Highlights
- Existing PPF accounts can continue until their original maturity date.
- NRIs cannot open new PPF accounts after changing residential status.
- PPF accounts cannot be extended beyond maturity once you become an NRI.
For many Indians moving overseas for work, education, or long-term settlement, managing existing financial investments becomes an important part of the transition. One common concern relates to the Public Provident Fund (PPF), a long-term savings scheme widely used for retirement and wealth accumulation.
Becoming a Non-Resident Indian (NRI) does not automatically require closure of an existing PPF account. However, the rules governing the account change once an individual's residential status shifts from resident to non-resident under applicable regulations. Understanding these rules can help avoid compliance issues and ensure smooth management of the investment.

Can NRIs Open A New PPF Account?
New Accounts Are Not Permitted- Once an individual becomes an NRI, opening a fresh PPF account is not allowed. The scheme is available only to resident Indians for new account openings. Therefore, individuals planning to move abroad cannot open a new PPF account after their residential status changes.
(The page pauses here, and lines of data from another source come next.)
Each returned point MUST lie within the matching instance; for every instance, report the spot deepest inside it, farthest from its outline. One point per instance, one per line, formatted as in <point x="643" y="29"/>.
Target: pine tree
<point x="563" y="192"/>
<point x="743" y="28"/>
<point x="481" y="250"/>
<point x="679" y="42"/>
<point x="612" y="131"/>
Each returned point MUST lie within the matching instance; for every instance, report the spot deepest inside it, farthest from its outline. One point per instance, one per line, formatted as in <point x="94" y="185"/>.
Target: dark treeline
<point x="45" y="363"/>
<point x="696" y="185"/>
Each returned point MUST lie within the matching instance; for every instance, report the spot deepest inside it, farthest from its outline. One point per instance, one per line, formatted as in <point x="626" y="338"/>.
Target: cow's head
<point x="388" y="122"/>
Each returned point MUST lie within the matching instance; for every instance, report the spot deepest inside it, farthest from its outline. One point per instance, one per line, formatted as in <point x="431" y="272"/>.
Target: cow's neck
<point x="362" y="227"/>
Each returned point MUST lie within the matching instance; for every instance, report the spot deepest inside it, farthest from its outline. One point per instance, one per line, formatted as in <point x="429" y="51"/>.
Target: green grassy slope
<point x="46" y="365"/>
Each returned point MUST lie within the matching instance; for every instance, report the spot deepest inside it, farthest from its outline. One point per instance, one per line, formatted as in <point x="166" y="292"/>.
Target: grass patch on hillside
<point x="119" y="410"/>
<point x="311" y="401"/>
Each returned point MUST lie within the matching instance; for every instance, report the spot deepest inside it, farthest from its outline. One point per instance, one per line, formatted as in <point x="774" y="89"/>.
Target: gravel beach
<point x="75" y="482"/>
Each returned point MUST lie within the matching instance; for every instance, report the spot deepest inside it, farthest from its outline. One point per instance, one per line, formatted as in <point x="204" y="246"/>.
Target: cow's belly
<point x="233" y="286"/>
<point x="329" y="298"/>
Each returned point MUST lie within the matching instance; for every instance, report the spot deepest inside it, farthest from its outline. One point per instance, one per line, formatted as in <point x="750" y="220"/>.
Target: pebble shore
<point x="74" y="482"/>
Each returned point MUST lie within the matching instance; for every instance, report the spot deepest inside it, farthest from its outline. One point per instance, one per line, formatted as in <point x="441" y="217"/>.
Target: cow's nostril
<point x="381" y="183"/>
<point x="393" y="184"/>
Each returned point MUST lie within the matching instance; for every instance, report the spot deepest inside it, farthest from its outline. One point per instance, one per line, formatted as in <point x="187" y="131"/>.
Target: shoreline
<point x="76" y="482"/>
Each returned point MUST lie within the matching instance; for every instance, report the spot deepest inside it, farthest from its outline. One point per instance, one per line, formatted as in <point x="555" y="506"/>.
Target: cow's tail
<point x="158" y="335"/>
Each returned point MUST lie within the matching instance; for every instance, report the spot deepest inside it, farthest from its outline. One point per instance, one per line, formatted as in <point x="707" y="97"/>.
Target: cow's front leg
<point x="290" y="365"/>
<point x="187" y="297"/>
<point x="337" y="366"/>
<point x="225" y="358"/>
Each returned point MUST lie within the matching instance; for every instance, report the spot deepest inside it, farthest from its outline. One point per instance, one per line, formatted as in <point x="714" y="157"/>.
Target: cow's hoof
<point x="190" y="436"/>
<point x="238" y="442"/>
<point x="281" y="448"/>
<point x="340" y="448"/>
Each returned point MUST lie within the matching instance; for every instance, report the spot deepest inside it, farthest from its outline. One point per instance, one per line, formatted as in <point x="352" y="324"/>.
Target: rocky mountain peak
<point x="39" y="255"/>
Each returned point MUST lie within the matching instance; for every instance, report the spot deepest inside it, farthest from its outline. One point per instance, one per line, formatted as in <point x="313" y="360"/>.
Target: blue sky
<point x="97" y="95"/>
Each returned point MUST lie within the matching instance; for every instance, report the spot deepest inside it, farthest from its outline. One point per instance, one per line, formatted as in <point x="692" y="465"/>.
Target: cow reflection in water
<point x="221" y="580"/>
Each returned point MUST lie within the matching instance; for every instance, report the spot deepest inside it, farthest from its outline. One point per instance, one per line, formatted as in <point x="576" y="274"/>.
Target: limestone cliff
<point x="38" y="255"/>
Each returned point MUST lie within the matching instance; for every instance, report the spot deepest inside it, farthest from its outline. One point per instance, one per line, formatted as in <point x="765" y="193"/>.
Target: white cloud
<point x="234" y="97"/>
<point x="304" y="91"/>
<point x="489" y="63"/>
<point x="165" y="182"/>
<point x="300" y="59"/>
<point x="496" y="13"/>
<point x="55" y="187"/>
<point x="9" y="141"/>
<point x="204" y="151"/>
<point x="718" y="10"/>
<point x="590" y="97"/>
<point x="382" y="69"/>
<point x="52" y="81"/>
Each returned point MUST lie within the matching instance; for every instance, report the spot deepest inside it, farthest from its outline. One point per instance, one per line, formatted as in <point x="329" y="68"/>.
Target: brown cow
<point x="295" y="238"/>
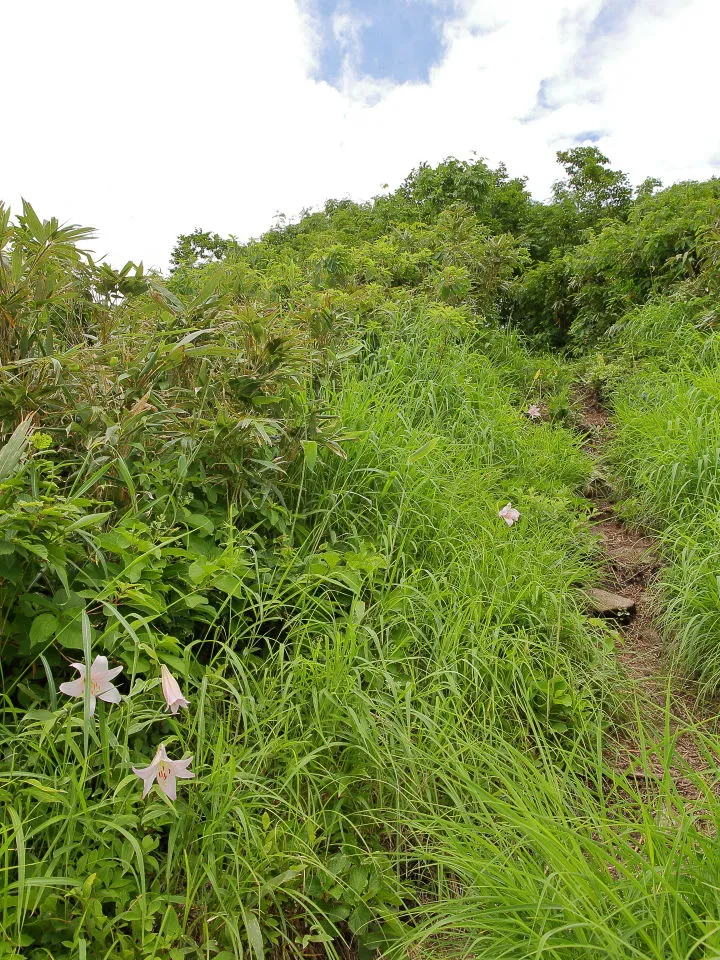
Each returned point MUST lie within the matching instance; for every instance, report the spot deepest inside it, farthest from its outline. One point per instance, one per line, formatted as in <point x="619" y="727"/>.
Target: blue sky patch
<point x="395" y="40"/>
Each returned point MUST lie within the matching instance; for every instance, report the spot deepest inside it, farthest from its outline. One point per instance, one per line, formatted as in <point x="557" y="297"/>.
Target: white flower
<point x="171" y="691"/>
<point x="100" y="685"/>
<point x="166" y="772"/>
<point x="509" y="514"/>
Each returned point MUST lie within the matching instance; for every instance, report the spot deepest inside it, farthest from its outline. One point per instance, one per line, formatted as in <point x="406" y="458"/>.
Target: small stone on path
<point x="607" y="604"/>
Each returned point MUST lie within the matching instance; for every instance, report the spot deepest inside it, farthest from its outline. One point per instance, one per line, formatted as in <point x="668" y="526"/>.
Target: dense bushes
<point x="280" y="474"/>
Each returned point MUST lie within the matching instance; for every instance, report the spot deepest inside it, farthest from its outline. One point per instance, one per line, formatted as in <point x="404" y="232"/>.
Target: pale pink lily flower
<point x="509" y="514"/>
<point x="101" y="687"/>
<point x="171" y="691"/>
<point x="166" y="772"/>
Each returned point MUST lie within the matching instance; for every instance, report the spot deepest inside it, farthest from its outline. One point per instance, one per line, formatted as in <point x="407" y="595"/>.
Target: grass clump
<point x="280" y="476"/>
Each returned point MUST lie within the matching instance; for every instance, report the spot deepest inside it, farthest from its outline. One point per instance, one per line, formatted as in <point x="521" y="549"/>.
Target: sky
<point x="149" y="118"/>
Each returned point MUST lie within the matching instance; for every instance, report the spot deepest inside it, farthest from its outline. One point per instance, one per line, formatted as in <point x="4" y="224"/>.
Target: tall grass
<point x="401" y="749"/>
<point x="667" y="451"/>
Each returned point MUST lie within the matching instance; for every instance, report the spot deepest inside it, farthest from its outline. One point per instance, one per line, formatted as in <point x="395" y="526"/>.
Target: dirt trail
<point x="632" y="562"/>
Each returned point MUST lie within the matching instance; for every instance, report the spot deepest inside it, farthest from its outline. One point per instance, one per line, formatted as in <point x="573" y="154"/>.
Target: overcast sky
<point x="147" y="118"/>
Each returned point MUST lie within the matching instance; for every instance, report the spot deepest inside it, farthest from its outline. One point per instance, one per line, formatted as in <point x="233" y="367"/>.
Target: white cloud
<point x="150" y="119"/>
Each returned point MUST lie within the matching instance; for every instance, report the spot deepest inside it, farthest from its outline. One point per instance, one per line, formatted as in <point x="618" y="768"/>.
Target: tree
<point x="199" y="247"/>
<point x="591" y="186"/>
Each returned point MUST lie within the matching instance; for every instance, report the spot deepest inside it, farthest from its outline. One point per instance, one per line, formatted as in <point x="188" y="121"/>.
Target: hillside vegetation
<point x="277" y="490"/>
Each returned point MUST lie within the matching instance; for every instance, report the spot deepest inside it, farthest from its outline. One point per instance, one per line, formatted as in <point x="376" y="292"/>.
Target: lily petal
<point x="73" y="688"/>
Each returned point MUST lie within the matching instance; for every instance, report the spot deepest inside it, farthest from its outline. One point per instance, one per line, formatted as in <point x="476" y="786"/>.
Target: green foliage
<point x="591" y="187"/>
<point x="279" y="474"/>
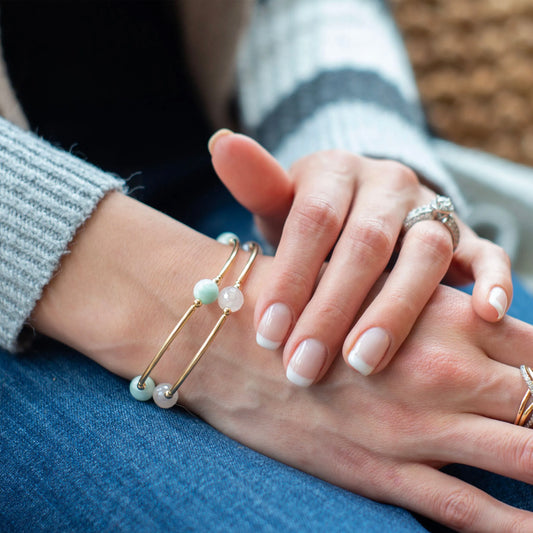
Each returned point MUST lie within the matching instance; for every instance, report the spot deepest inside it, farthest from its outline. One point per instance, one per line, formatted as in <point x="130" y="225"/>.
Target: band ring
<point x="525" y="411"/>
<point x="441" y="209"/>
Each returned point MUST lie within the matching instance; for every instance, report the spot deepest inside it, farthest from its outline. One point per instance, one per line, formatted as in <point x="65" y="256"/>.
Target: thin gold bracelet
<point x="230" y="300"/>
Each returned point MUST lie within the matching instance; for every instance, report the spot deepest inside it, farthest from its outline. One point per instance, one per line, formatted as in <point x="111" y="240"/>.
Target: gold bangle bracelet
<point x="230" y="300"/>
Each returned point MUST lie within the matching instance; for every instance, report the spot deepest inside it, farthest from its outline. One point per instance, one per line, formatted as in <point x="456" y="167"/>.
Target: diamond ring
<point x="441" y="209"/>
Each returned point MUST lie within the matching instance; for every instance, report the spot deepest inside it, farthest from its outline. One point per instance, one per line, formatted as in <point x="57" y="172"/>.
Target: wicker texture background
<point x="473" y="60"/>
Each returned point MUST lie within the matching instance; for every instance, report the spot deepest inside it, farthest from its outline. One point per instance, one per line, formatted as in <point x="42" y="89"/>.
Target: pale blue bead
<point x="144" y="394"/>
<point x="225" y="237"/>
<point x="206" y="290"/>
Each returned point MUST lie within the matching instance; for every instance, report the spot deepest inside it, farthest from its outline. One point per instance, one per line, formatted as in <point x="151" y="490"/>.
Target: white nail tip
<point x="295" y="378"/>
<point x="266" y="343"/>
<point x="498" y="300"/>
<point x="358" y="364"/>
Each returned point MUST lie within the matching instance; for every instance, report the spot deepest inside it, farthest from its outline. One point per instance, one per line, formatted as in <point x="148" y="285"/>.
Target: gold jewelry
<point x="230" y="299"/>
<point x="523" y="417"/>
This restriction applies regardless of the country of residence or the duration of overseas stay.
What Happens To An Existing PPF Account?
Existing Accounts Can Continue - If a PPF account was opened while the individual was a resident Indian, the account can continue until its original maturity period of 15 years even after the account holder becomes an NRI. Contributions can continue during this period, subject to the existing annual investment limits and scheme rules.
This provision allows account holders to continue earning the applicable PPF interest rate until maturity without disrupting long-term financial plans.
Inform The Bank About Status Change - Financial experts advise account holders to notify the bank or post office about the change in residential status after becoming an NRI. The associated savings account may need to be converted into an appropriate NRI account category in accordance with foreign exchange regulations.
Keeping account records updated can help avoid administrative issues later, particularly when the account reaches maturity.
Can NRIs Continue Making Contributions?
Contributions Remain Permitted - NRIs can continue depositing funds into an existing PPF account that was opened before they acquired NRI status. The annual contribution rules remain unchanged and continue to apply until maturity.
However, investors should ensure that contributions are made through permissible banking channels and that account records accurately reflect their current residential status.
What Happens At Maturity?
Extension Is Not Allowed - One of the most important changes after becoming an NRI relates to account extension. Resident account holders have the option to extend a PPF account in blocks of five years after the initial maturity period. However, NRIs are not eligible for this extension facility. Once the original 15-year tenure ends, the account must be closed and the proceeds withdrawn.
This restriction often surprises account holders who assume that extension rules remain unchanged after moving abroad.
Maturity Proceeds
Upon maturity, the accumulated corpus is generally credited to the account holder's designated NRO account. The proceeds are then subject to the applicable rules governing NRO account balances and fund remittances.
Investors should coordinate with their bank well before maturity to ensure a smooth transfer process.
Tax And Repatriation Considerations
Understand Local Tax Rules
While PPF enjoys tax advantages under Indian regulations, NRIs should also consider the tax treatment of investment income in their country of residence. Some jurisdictions may treat PPF earnings differently for taxation purposes.
Tax obligations vary across countries, making it important to evaluate local regulations when planning overseas finances.
Repatriation Rules Matter
Although maturity proceeds are credited to an NRO account, subsequent overseas remittance is governed by RBI and FEMA regulations applicable to NRO balances. Investors should understand the documentation and compliance requirements before planning transfers abroad.
Planning Ahead Before Relocating
Individuals preparing to move overseas should review all existing financial products, including PPF accounts, bank accounts, insurance policies, and investments. Updating residential status, nomination details, and contact information can help avoid complications later.
For PPF investors, the key takeaway is that an existing account remains operational until maturity, but certain benefits available to resident Indians, particularly account extension, are no longer available after becoming an NRI.
Key Risks
- Failure to update NRI status may create compliance issues.
- PPF account extension is unavailable after becoming an NRI.
- Overseas tax rules may affect overall returns.
- Maturity proceeds require compliance with NRO account regulations.
Summary
Moving abroad does not require closure of an existing PPF account. Individuals who opened a PPF account while residents can continue contributing and earning interest until the original 15-year maturity period. However, NRIs cannot open new PPF accounts and are not allowed to extend existing accounts after maturity. Understanding contribution, maturity, and repatriation rules can help ensure smooth management of PPF investments after relocation abroad.
FAQs
Q: Can I keep my existing PPF account after becoming an NRI?
A: Yes, an existing PPF account can continue until its original maturity date after becoming an NRI.
Q: Can NRIs open a new PPF account after moving abroad?
A: No, NRIs are not permitted to open fresh PPF accounts under current regulations.
Q: Can an NRI extend a PPF account after the initial 15-year maturity period?
A: No, extension beyond the original maturity period is not available to NRIs.